Our faith does not ensure our health, and certainly not promise an earthly immortality; and such is not the meaning of Jesus’ miracles. The point is, rather, that in Christ, the Word of God, there is power to overcome — not to evade, but to overcome — these tribulations, to look beyond them, and set our hearts upon the eternal good. The Psalmist says, “It is good for me that I have been in trouble.” (Psalm 119.71) And so it is: worldly tribulation is the testing-ground of faith. Jesus’ miracles are the signs that he is Lord of these tribulations, and that in him is power to meet the worst of them with wholeness of spirit, “that the works of God should be made manifest in us.”

A familiar hymn expresses it this way:
“When through fiery trials thy pathway shall lie, His grace, all-sufficient, shall be thy supply; The flame shall not hurt thee; his only design Thy dross to consume, and thy gold to refine.” It is in and through the suffering and the tribulation that our faith will make us whole.

Suffering is therefore the occasion and opportunity of great good. That is not to say that we should seek tribulations. There are stories in the early history of the Church of children running away from home in hopes of meeting martyrdom. Commendable zeal, no doubt; but the Church had to put a stop to that. Suffering need not be courted. In one form or another, it comes to all of us sufficiently. We dare not seek it for ourselves. Which of us is so sure that his faith is ready to withstand the terrible temptation to despair which must belong to long and painful illness? And who is sure that he can face the trial of death with perfect resignation? We have some sense of our fragility, and therefore pray, “Lead us not into temptation”; that is to say, “Don’t put us to the test.”

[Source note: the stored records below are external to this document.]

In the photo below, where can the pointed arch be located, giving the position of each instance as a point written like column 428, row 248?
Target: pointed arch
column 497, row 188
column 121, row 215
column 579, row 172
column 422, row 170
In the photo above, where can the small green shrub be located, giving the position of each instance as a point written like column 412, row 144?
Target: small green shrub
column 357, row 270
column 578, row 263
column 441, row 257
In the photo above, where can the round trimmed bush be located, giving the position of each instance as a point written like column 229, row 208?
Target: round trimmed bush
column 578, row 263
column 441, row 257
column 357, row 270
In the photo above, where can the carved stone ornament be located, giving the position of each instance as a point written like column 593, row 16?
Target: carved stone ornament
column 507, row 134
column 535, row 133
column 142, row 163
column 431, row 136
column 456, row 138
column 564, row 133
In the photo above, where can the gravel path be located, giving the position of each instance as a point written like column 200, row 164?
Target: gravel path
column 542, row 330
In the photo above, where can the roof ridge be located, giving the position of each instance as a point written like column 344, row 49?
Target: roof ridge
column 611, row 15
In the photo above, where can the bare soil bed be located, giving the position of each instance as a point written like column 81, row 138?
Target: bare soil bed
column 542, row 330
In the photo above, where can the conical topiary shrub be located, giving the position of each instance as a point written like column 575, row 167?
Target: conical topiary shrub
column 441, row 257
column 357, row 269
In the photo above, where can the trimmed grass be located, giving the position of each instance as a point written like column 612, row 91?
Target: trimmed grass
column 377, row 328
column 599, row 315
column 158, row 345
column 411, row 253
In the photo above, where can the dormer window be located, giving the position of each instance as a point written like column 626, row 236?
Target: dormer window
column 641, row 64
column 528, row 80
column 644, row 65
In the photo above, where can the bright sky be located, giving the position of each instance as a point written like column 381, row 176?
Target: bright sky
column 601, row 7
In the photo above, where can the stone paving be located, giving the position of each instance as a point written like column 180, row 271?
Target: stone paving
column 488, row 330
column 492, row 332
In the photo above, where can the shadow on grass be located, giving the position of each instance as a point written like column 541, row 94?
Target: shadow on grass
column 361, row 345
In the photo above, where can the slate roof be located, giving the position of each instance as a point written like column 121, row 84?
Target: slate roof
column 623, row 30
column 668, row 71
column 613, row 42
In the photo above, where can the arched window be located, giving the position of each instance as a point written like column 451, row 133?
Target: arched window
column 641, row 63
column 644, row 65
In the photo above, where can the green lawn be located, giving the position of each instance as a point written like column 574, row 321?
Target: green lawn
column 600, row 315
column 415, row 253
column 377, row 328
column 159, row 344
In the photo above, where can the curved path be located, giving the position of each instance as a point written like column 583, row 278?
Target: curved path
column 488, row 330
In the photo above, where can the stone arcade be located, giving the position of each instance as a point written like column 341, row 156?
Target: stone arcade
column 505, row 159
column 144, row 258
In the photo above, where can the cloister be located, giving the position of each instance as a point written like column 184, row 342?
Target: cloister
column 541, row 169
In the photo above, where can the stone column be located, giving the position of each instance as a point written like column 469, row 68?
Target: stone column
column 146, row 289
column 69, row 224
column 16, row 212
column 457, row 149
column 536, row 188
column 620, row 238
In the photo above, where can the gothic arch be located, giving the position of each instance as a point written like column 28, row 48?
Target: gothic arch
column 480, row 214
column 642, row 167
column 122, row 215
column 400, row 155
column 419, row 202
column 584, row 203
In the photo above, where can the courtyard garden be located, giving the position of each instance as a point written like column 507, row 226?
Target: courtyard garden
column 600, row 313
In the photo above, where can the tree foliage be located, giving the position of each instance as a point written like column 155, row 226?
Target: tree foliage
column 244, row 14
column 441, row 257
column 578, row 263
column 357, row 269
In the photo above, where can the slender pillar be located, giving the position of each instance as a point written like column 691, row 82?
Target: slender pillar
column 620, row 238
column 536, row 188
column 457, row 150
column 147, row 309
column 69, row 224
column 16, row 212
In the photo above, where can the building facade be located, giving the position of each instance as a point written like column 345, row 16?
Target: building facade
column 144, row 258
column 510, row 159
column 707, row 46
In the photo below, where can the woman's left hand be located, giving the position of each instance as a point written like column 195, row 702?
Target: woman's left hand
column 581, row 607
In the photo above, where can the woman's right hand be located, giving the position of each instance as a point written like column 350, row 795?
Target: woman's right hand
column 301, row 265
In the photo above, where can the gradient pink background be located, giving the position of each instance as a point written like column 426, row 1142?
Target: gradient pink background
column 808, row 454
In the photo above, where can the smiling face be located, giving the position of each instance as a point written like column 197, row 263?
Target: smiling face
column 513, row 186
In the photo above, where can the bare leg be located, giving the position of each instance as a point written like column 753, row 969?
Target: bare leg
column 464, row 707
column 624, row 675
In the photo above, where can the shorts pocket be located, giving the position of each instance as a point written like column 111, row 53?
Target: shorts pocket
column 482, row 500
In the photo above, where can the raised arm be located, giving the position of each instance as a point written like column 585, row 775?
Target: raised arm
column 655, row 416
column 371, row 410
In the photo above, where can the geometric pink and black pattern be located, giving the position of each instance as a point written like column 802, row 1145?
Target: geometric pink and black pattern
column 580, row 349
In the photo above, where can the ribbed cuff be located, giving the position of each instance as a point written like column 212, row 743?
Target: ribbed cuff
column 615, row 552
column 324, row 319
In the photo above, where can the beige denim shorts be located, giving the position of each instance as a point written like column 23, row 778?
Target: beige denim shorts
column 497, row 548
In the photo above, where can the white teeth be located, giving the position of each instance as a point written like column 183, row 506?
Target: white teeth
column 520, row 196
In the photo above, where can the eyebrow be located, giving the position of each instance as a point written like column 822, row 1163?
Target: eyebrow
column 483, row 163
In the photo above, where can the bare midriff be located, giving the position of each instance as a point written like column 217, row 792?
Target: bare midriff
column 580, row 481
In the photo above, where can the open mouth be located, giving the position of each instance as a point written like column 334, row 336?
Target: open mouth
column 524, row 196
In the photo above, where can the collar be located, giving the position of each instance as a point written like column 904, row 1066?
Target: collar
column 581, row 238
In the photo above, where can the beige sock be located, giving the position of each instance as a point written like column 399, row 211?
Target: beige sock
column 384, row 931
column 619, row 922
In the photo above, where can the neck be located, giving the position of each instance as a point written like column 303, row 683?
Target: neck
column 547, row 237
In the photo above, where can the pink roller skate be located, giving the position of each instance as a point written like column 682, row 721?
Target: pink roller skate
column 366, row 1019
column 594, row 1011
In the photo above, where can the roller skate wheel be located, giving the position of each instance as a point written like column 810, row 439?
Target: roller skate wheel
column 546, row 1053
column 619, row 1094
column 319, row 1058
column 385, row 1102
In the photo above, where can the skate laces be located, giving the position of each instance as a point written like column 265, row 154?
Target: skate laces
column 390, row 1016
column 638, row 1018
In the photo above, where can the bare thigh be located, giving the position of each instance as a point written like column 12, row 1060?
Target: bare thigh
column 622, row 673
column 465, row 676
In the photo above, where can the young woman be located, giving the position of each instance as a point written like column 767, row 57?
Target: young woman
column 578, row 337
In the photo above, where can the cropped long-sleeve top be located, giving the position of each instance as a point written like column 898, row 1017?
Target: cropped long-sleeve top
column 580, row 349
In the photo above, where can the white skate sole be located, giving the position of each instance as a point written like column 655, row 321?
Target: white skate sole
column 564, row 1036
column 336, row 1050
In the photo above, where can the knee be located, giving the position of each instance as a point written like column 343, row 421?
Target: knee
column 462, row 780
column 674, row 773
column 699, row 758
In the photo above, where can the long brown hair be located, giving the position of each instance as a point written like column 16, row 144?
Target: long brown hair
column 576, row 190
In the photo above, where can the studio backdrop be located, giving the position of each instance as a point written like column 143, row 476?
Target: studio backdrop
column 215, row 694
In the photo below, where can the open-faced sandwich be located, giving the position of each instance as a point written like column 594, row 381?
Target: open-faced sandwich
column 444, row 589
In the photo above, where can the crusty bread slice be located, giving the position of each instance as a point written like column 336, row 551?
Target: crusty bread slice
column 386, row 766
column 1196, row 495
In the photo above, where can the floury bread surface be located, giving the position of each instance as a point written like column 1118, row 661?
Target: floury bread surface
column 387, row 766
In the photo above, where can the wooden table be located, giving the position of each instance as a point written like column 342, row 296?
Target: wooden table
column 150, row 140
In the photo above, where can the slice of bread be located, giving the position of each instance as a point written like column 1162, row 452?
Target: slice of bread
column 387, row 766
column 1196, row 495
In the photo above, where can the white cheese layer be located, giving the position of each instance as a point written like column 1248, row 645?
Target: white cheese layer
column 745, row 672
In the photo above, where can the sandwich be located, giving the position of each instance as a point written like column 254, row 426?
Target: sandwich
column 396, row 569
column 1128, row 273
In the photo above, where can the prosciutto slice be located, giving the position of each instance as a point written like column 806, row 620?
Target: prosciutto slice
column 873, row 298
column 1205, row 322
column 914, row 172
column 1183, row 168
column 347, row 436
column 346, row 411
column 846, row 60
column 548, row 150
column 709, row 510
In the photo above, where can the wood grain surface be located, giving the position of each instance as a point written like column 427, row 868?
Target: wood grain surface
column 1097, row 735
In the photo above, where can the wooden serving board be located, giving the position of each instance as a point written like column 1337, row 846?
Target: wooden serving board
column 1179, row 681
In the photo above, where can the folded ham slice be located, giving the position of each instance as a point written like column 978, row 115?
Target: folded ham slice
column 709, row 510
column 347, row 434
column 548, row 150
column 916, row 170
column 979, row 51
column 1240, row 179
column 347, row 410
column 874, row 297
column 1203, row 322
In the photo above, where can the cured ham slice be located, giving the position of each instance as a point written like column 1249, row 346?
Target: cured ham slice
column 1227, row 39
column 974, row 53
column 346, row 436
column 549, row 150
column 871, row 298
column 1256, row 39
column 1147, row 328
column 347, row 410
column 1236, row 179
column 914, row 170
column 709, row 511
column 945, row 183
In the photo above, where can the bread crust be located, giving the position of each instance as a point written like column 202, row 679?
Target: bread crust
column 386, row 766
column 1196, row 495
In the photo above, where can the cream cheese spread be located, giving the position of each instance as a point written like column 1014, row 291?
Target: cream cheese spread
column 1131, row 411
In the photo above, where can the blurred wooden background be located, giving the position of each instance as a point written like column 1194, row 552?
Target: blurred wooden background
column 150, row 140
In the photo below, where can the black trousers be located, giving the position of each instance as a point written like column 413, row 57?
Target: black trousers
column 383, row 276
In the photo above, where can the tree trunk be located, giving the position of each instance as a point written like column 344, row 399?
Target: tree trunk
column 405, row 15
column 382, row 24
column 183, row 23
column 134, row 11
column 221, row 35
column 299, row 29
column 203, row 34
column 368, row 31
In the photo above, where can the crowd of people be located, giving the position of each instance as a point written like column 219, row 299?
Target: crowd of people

We dare not seek trials for ourselves, and we must not seek them for another. Charity and compassion require that we relieve suffering where we can, and we must thank God for the means, the scientific means, and every other means of doing that. But we must never delude ourselves that we are building a utopia of perfect comfort, or that we are achieving an earthly immortality. What a horrible thing it would be if we could achieve it! In one form or another, the test does come, and we must pray, above all, that our faith fail not.

In the Gospel lesson, Jesus heals the sick woman and raises the ruler’s daughter. He does not thereby do away with the tribulations of sickness and of dying. Rather, these deeds of his are signs that he is Lord of all such trials, that in him there is a wholeness which lies beyond these things, a wholeness which we, in faith, may share.

Faith reaches out to touch his garment’s hem, and He replies: “Daughter, be of good comfort, thy faith hath made thee whole.”